# In multidimensional scaling, how can one determine dimensionality of a solution given a stress value?

In multidimensional scaling, how can one determine dimensionality of a solution given a stress value? From what I understand, stress value is inversely related to the number of dimensions of a MDS solution, and that higher stress value indicates that there is a lot of error (i.e. badness-of-fit) in the current model, indicating a solution with more dimensions. Are the randomly generated coordinates, number of variables, and number of categories in a variable related?

In multidimensional scaling, how can one determine dimensionality of a solution given a stress value?

Having a stress value it is not possible to determine the dimensionality of the dataset. At best, you can evaluate whether the value is low or high (this evaluation is also a bit problematic to me).

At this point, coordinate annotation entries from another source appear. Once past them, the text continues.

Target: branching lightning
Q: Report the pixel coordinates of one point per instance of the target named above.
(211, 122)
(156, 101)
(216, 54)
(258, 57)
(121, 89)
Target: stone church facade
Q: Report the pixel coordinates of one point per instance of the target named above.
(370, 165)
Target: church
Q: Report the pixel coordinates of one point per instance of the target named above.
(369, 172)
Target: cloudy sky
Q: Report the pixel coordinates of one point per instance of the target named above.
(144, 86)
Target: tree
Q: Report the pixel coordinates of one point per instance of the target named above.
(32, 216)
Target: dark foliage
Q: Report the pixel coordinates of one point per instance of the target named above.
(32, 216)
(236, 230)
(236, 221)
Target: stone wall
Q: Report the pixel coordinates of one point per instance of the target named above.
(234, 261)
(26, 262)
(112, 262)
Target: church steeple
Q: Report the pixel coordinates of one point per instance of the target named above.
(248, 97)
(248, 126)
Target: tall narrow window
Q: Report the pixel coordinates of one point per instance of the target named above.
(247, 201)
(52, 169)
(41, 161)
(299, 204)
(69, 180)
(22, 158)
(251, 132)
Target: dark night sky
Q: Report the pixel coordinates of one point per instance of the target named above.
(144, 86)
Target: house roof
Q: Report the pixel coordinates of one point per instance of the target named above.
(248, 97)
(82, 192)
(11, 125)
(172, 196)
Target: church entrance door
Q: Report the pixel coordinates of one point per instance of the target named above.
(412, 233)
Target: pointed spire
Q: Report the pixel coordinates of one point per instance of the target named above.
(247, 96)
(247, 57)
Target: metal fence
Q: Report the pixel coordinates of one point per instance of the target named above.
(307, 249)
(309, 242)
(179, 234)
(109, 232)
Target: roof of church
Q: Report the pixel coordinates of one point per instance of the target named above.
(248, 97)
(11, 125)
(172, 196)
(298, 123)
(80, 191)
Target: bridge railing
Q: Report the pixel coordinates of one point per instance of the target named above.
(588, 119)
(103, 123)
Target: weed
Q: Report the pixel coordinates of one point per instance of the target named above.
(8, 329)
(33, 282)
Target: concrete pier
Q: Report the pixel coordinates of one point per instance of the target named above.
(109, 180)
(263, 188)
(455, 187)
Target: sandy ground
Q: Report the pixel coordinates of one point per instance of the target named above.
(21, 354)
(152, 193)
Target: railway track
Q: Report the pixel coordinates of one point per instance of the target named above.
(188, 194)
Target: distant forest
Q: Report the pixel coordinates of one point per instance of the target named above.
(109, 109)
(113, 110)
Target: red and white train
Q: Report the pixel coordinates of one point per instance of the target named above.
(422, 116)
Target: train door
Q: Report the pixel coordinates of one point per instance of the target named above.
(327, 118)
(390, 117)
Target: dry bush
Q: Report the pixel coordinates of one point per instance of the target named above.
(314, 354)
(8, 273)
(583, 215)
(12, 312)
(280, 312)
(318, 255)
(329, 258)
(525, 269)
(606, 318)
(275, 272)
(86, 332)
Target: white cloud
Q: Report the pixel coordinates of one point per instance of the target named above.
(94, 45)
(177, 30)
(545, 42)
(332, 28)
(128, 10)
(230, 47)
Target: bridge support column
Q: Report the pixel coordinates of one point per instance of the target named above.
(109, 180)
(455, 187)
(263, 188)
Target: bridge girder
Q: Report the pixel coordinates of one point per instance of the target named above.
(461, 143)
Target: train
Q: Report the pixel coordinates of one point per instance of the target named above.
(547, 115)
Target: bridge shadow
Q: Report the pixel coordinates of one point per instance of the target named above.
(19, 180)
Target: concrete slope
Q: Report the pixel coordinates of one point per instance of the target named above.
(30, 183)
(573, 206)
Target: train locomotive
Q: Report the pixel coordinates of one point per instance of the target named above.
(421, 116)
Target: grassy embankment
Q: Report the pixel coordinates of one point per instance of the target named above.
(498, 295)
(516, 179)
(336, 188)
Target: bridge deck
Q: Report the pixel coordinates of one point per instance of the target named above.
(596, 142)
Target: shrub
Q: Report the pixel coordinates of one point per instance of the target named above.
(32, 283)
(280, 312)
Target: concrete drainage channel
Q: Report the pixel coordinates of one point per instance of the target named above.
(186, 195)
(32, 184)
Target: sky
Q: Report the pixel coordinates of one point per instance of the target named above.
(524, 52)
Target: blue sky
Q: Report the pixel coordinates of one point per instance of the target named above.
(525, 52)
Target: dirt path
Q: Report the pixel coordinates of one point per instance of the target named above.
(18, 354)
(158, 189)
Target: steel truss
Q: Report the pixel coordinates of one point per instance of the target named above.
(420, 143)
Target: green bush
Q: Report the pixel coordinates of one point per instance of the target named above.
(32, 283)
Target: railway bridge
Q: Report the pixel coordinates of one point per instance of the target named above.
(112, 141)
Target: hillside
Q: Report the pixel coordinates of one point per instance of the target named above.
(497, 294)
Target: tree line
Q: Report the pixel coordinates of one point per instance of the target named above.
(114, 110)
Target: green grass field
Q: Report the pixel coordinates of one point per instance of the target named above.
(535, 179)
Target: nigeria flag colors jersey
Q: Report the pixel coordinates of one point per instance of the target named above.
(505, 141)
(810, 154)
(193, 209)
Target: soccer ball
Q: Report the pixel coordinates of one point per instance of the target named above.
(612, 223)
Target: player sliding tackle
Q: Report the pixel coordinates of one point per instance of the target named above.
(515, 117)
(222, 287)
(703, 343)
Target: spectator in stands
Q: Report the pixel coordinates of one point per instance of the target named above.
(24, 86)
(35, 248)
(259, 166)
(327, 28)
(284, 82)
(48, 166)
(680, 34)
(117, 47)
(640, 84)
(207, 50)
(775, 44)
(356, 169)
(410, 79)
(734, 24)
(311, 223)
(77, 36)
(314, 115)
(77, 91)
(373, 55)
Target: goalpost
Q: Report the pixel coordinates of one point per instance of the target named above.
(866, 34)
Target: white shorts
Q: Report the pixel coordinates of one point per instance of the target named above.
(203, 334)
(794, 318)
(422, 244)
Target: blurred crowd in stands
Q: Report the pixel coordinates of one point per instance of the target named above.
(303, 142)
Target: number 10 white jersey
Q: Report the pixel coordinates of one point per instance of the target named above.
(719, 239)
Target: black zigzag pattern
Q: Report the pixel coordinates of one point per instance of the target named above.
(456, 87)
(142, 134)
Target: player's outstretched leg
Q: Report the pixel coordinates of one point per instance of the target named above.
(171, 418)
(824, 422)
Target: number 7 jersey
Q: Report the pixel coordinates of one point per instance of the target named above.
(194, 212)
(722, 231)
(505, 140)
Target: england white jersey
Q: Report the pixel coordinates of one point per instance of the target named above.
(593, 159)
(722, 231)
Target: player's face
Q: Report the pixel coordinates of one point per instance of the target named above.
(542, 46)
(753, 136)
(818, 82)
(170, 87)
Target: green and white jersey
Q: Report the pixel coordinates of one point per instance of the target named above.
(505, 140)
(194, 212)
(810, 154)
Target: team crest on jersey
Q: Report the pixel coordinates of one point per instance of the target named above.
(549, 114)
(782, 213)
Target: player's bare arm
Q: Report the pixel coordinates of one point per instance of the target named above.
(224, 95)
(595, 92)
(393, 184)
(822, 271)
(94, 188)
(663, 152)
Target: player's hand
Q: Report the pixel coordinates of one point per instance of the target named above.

From what I understand, stress value is inversely related to the number of dimensions of a MDS solution,

correct

and that higher stress value indicates that there is a lot of error (i.e. badness-of-fit) in the current model,

correct

indicating a solution with more dimensions.

Not very accurate conclusion. consider stress as a function, "number of dimensions" is one of the inputs of this function. The others [significant factors] are the model that you are using as your MDS model, the initial configuration of points in the MDS configuration(map) or even the order of rows/columns in the dissimilarity matrix. Therefore, you will get different stress values in 2-dimension space for instance just by changing the initial configuration of the points! [although this change in the stress value is not considerable comparing to the one resulted by change in the number of dimensions]

Now if you want to figure out the most proper number of dimensions regarding the stress value, there is a straight-forward solution: In multidimensional scaling, the pragmatic way of depicting the inverse relation of number of dimensions and stress is computing the stress for 2,3,4...,n-1 dimensions. n is the original number of dimension of the data.

The result of above computations becomes more lucid and comprehensible through "Scree plot of number of dimensions ~ amount of stress". The example below is from Cox and Cox(2001): Now we can decide about the number of dimensions based on the relation. It is a trade-off: more dimensions-->lower stress (more accurate map) and less dimension reduction(more difficult to visualize and interpret).

Besides, the proper number of dimensions are not decided solely based on stress value. Your goal also matters. If you want to have a 2D map, then you choose 2-dimensions and then try to minimize the stress as much as possible.

Nevertheless, if you are implying "how much stress is too much" then we have another story! one way of evaluation of your magnitude of stress is comparing it to the average stress values of different possible configurations of your dataset. (have look at "Multidimensional Scaling in R: SMACOF" written by Patrick Mair).

Are the randomly generated coordinates, number of variables, and number of categories in a variable related?

Sorry but I don't understand this part of your question.

• I'm not sure I understand your point "It is possible to perfectly visualize any n-dimensional data in n-1 dimension space". If I have 4 points at the corners of a square in a 2D space, I don't see how I can perfectly represent them in a 1D space w/o losing information. Can you clarify what you mean here? – gung - Reinstate Monica Jan 15 '16 at 19:59
• Ok, you are right! I put that part in square brackets because it was to somehow off topic and I was not sure about it. Indeed, I have mixed two ideas one from MDS and the other from Correspondence analysis. And my sentence was wrong. sorry for it. But in order to rectify the shaky claim: "in ordinal MDS, any matrix of proximities pij (i < j) can be represented, with zero Stress, in m = n − 2 dimensions" Borg & Groenen (2005) Page47. – Shahin Jan 15 '16 at 20:47
• Also this is from CA literature: "... The dimensionality of this coordinate system is always one less than the number of elements in the profile. For example, we have just seen that three-element profiles are contained exactly in a two-dimensional triangular profile space. For profiles with four elements the dimensionality is three and the profiles lie in a four-pointed tetrahedron in three-dimensional space. " Greenacre(2007) p15 – Shahin Jan 15 '16 at 20:54
• Once again sorry for inaccuracy. I am going to rectify it from the original answer. and thanks for being such an observant! – Shahin Jan 15 '16 at 20:55
• I thought it might have been just a slip of the keyboard. I interpret those quotes to be about the row dimension, & I agree w/ them under that interpretation. A data matrix w/ n rows & p columns (rows are observations & columns are variables) can be perfectly fit in a new variable space w/ min(n-1, p) dimensions. – gung - Reinstate Monica Jan 15 '16 at 21:10

This is old, but one can compute BIC for every dimensionality, and choose the dimensionality with the lowest BIC. BIC is nice in that it accounts for inter-subject variability, model fit (stress), and parametric complexity.